Use Pycharm’s Profiling mode (which is nothing more than utility cProfile under the table) indicates that most of the time (91.3%) is spent on function blit.

inserir a descrição da imagem aqui

Although it is a necessary function to draw things on the screen, maybe we can decrease its use when it is not necessary.
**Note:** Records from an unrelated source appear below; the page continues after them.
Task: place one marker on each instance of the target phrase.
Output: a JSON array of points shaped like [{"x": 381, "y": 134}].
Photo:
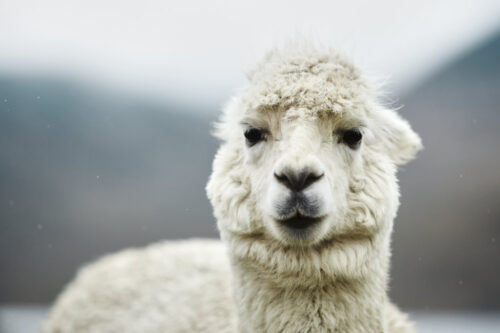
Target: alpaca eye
[
  {"x": 253, "y": 136},
  {"x": 352, "y": 138}
]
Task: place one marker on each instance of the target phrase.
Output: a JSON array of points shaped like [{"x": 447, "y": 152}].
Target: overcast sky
[{"x": 197, "y": 51}]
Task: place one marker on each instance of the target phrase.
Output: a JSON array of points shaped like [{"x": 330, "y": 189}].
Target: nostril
[
  {"x": 297, "y": 181},
  {"x": 311, "y": 178}
]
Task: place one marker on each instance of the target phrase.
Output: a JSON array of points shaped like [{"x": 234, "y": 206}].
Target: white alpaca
[{"x": 304, "y": 190}]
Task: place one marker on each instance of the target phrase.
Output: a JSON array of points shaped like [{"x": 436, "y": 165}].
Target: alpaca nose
[{"x": 297, "y": 180}]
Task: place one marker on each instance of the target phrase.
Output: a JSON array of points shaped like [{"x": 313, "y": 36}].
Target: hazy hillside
[
  {"x": 448, "y": 232},
  {"x": 84, "y": 172}
]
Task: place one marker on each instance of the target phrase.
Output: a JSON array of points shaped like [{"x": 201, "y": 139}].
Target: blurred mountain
[
  {"x": 447, "y": 251},
  {"x": 84, "y": 172}
]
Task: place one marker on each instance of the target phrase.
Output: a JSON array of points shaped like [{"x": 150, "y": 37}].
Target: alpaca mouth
[{"x": 299, "y": 222}]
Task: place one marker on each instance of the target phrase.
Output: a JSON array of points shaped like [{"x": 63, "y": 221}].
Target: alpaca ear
[{"x": 399, "y": 140}]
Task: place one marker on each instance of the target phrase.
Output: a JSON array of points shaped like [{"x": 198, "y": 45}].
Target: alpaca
[{"x": 304, "y": 191}]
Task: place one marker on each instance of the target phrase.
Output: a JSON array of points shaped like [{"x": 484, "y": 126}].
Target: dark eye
[
  {"x": 352, "y": 138},
  {"x": 253, "y": 136}
]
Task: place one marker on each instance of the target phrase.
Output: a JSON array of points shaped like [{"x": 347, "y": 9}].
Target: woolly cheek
[{"x": 229, "y": 192}]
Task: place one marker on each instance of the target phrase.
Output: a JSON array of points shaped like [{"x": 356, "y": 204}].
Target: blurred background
[{"x": 105, "y": 104}]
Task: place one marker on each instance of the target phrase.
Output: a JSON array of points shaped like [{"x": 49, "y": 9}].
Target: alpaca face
[{"x": 308, "y": 155}]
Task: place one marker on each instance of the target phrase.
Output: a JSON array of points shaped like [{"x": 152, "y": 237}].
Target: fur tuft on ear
[{"x": 397, "y": 137}]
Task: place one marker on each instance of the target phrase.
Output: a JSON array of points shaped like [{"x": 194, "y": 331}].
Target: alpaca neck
[{"x": 271, "y": 302}]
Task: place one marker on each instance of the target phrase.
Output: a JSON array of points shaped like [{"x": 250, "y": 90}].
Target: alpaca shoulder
[{"x": 145, "y": 290}]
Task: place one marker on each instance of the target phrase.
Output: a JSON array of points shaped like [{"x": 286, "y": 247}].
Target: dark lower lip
[{"x": 300, "y": 222}]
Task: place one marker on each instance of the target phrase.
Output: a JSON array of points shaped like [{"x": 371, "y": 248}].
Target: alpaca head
[{"x": 308, "y": 155}]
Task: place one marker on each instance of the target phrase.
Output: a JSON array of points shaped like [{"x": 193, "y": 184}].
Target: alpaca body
[
  {"x": 186, "y": 286},
  {"x": 305, "y": 194}
]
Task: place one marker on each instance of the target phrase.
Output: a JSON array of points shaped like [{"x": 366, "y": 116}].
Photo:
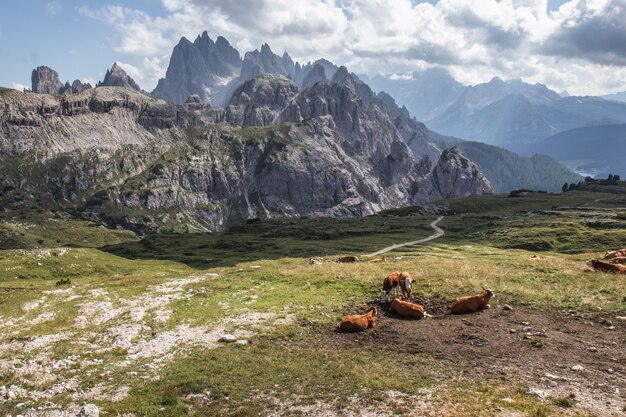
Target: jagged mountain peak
[
  {"x": 316, "y": 75},
  {"x": 117, "y": 77}
]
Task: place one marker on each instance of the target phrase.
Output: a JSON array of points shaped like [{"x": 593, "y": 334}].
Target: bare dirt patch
[{"x": 556, "y": 354}]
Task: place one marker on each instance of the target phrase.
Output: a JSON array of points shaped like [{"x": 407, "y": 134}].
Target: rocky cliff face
[
  {"x": 203, "y": 68},
  {"x": 45, "y": 80},
  {"x": 456, "y": 176},
  {"x": 259, "y": 101},
  {"x": 316, "y": 75},
  {"x": 117, "y": 77},
  {"x": 143, "y": 163}
]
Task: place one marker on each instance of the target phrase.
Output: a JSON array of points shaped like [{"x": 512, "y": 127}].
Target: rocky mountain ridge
[
  {"x": 117, "y": 77},
  {"x": 45, "y": 80},
  {"x": 143, "y": 163}
]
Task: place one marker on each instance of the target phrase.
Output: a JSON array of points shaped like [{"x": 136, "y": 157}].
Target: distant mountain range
[
  {"x": 617, "y": 96},
  {"x": 280, "y": 138},
  {"x": 594, "y": 151}
]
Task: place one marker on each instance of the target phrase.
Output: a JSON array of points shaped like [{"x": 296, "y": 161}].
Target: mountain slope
[
  {"x": 591, "y": 150},
  {"x": 514, "y": 114},
  {"x": 425, "y": 94},
  {"x": 142, "y": 163},
  {"x": 203, "y": 68},
  {"x": 508, "y": 171}
]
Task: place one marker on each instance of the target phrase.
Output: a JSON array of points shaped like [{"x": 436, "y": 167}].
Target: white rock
[
  {"x": 228, "y": 338},
  {"x": 541, "y": 394},
  {"x": 89, "y": 410},
  {"x": 555, "y": 377}
]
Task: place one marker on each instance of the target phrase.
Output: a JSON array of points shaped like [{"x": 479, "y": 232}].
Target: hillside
[
  {"x": 517, "y": 115},
  {"x": 141, "y": 163},
  {"x": 593, "y": 150},
  {"x": 213, "y": 324},
  {"x": 509, "y": 171}
]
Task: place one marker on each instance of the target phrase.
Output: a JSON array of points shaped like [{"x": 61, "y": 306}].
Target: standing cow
[{"x": 393, "y": 281}]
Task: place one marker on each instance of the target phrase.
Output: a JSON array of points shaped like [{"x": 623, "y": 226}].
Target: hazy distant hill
[
  {"x": 425, "y": 94},
  {"x": 617, "y": 96},
  {"x": 594, "y": 150},
  {"x": 514, "y": 113},
  {"x": 509, "y": 171}
]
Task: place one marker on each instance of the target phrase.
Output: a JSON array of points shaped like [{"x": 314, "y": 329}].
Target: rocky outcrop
[
  {"x": 259, "y": 101},
  {"x": 332, "y": 149},
  {"x": 117, "y": 77},
  {"x": 45, "y": 80},
  {"x": 265, "y": 62},
  {"x": 203, "y": 68},
  {"x": 316, "y": 75},
  {"x": 301, "y": 71}
]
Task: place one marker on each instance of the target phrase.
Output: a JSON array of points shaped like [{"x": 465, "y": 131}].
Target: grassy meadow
[{"x": 99, "y": 316}]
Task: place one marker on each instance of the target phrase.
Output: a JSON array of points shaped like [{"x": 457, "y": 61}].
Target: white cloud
[
  {"x": 19, "y": 86},
  {"x": 53, "y": 8},
  {"x": 576, "y": 47},
  {"x": 89, "y": 80},
  {"x": 134, "y": 72}
]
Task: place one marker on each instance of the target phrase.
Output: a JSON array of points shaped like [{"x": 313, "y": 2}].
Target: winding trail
[{"x": 438, "y": 233}]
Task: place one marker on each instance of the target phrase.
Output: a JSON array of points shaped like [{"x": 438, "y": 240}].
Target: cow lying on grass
[
  {"x": 359, "y": 322},
  {"x": 606, "y": 267},
  {"x": 618, "y": 260},
  {"x": 393, "y": 281},
  {"x": 614, "y": 254},
  {"x": 378, "y": 260},
  {"x": 406, "y": 309},
  {"x": 347, "y": 259},
  {"x": 471, "y": 304}
]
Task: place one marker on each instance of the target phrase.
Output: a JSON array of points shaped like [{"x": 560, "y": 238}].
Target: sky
[{"x": 578, "y": 46}]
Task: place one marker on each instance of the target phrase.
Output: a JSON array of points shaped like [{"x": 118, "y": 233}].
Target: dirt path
[
  {"x": 555, "y": 354},
  {"x": 438, "y": 233}
]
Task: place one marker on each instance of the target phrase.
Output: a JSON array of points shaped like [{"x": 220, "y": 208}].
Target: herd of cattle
[
  {"x": 401, "y": 305},
  {"x": 613, "y": 261}
]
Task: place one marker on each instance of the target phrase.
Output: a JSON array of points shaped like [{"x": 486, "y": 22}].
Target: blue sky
[{"x": 579, "y": 47}]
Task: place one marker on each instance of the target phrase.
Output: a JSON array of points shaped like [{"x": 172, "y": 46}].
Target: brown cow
[
  {"x": 394, "y": 280},
  {"x": 618, "y": 260},
  {"x": 471, "y": 304},
  {"x": 359, "y": 322},
  {"x": 378, "y": 260},
  {"x": 347, "y": 259},
  {"x": 614, "y": 254},
  {"x": 606, "y": 267},
  {"x": 406, "y": 309}
]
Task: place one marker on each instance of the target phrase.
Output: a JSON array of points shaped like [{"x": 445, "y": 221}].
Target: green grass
[
  {"x": 244, "y": 380},
  {"x": 262, "y": 267},
  {"x": 275, "y": 239}
]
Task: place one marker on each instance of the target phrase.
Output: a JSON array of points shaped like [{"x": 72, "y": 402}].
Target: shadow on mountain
[{"x": 275, "y": 239}]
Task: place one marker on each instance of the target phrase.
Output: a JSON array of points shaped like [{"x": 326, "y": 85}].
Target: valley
[{"x": 238, "y": 322}]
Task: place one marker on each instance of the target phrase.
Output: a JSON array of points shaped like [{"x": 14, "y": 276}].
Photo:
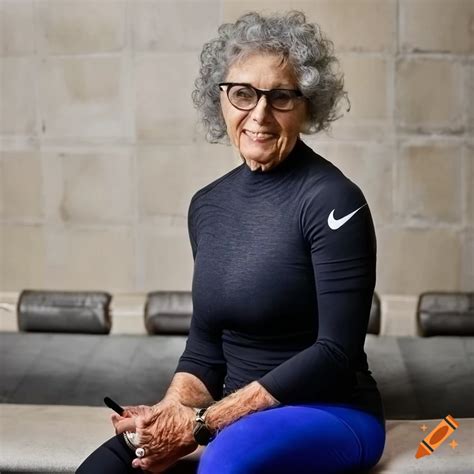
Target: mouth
[{"x": 259, "y": 136}]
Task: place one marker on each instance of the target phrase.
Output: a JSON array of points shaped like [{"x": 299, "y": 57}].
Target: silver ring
[{"x": 140, "y": 452}]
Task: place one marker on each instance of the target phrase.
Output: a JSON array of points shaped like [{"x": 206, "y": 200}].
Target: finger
[
  {"x": 153, "y": 463},
  {"x": 127, "y": 424}
]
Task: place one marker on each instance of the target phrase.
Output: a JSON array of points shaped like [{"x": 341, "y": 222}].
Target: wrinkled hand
[
  {"x": 165, "y": 431},
  {"x": 126, "y": 422}
]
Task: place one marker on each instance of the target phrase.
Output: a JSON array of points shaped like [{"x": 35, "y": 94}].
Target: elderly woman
[{"x": 274, "y": 377}]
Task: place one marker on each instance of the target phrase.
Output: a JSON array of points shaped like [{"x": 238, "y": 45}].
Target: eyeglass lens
[{"x": 246, "y": 97}]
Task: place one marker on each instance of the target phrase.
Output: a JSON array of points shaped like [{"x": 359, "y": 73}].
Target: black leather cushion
[
  {"x": 446, "y": 314},
  {"x": 374, "y": 318},
  {"x": 168, "y": 312},
  {"x": 64, "y": 311}
]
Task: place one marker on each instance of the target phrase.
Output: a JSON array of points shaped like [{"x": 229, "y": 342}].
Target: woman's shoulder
[
  {"x": 215, "y": 185},
  {"x": 322, "y": 177}
]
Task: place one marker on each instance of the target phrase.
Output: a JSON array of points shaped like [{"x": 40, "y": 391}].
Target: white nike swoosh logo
[{"x": 334, "y": 223}]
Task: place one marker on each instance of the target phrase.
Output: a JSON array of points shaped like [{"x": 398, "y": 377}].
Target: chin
[{"x": 260, "y": 156}]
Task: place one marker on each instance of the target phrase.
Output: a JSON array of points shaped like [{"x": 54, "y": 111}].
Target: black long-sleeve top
[{"x": 283, "y": 283}]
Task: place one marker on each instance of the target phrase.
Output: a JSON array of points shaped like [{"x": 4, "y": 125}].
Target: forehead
[{"x": 265, "y": 71}]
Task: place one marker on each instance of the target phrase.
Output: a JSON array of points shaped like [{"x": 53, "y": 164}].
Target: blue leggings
[{"x": 301, "y": 439}]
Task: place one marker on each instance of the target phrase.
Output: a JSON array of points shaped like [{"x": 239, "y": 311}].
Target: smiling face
[{"x": 263, "y": 136}]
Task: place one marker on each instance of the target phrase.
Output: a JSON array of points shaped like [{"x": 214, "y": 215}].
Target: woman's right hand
[{"x": 126, "y": 422}]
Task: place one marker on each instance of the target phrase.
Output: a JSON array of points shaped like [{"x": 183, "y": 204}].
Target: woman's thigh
[
  {"x": 301, "y": 439},
  {"x": 113, "y": 457}
]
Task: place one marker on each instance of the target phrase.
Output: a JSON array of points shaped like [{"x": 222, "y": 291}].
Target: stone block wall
[{"x": 101, "y": 153}]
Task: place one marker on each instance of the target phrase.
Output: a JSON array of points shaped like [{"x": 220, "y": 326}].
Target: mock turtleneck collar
[{"x": 286, "y": 165}]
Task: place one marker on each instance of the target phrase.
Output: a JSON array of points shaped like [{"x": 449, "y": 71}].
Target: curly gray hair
[{"x": 300, "y": 43}]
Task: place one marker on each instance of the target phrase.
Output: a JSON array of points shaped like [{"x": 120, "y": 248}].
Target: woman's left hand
[{"x": 166, "y": 434}]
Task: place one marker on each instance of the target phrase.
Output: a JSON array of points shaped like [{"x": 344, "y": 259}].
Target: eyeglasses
[{"x": 246, "y": 97}]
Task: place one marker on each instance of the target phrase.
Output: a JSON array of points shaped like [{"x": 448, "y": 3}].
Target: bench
[{"x": 69, "y": 433}]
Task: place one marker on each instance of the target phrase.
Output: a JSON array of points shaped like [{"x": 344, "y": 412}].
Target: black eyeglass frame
[{"x": 259, "y": 92}]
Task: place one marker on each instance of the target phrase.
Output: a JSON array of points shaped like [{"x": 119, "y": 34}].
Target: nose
[{"x": 261, "y": 112}]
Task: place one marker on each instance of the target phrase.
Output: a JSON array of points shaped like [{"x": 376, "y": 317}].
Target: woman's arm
[
  {"x": 251, "y": 398},
  {"x": 188, "y": 390}
]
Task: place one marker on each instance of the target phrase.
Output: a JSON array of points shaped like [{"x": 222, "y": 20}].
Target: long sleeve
[{"x": 343, "y": 262}]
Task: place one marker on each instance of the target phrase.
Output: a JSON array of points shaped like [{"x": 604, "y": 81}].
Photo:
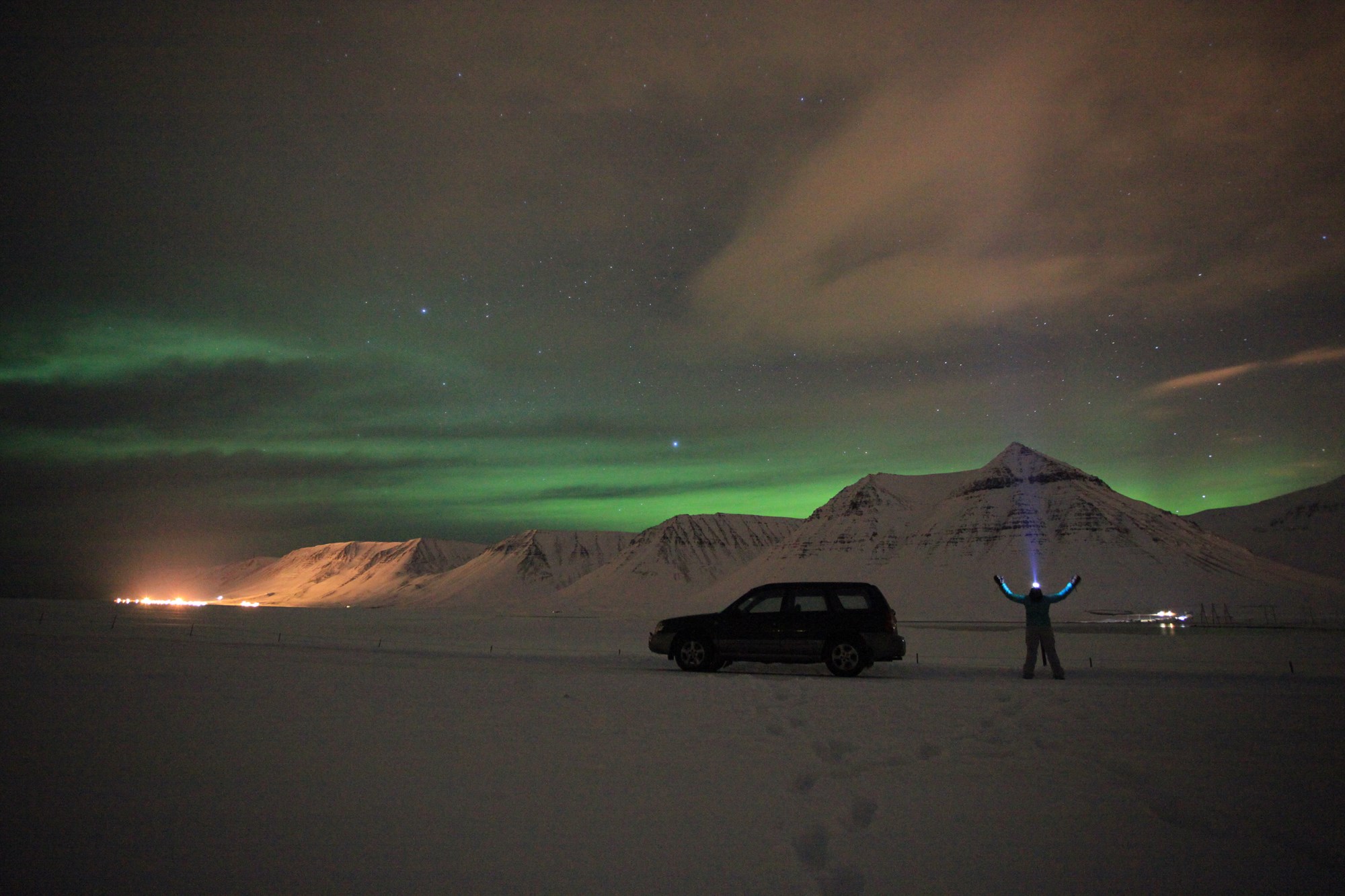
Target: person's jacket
[{"x": 1036, "y": 603}]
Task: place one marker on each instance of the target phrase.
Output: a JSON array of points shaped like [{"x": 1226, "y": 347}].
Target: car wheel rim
[{"x": 845, "y": 657}]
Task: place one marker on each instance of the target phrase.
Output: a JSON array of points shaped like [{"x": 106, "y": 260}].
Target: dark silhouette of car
[{"x": 845, "y": 624}]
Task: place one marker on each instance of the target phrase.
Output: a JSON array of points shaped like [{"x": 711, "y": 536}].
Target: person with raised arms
[{"x": 1040, "y": 634}]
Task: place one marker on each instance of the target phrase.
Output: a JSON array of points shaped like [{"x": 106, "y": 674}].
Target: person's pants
[{"x": 1042, "y": 638}]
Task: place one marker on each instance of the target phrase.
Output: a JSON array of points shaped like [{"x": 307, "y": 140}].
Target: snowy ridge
[
  {"x": 1304, "y": 529},
  {"x": 934, "y": 542},
  {"x": 668, "y": 563},
  {"x": 353, "y": 572},
  {"x": 523, "y": 572}
]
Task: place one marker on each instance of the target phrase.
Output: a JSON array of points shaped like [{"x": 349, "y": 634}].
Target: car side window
[
  {"x": 810, "y": 602},
  {"x": 767, "y": 603},
  {"x": 853, "y": 599}
]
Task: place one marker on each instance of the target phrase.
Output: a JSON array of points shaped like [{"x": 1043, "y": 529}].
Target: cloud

When I analyzed the code better, I found the biggest problem: we always draw all the cards, even the ones underneath each other.

I switched the

self.cards_group.draw(self.screen)

For the following:

for card in self.cards_human:
    self.screen.blit(card.image, card.rect)
for card in self.cards_robot:
    self.screen.blit(card.image, card.rect)

self.screen.blit(self.card_vira.image, self.card_vira.rect)

I mean, instead of drawing all the cards, I started drawing only the ones that were in my hand or the robot’s, and the face card. The FPS that was at 45 rose to ~65 on my machine, after removing the limitation of 60fps.

Of course this has the unwanted effect that the rest of the card cake is no longer drawn. The solution would be to have a proper picture for the card cake, or draw only the top card and then draw only the corner of each of the cards below, to avoid drawing the same card over each other several times.

Another optimization that I did but that didn’t have that much effect (maybe ~2fps) was not to load the same file to the back, but to use a global version only loaded once. I mean, in the card.py, did that:

back = pygame.image.load("images/card_back_red_1.png")
back = pygame.transform.smoothscale(back, [70, 95])

class Card(pygame.sprite.Sprite):
    (...)
    self.back = back
  • Thanks, it’s always good to see that you can do it differently.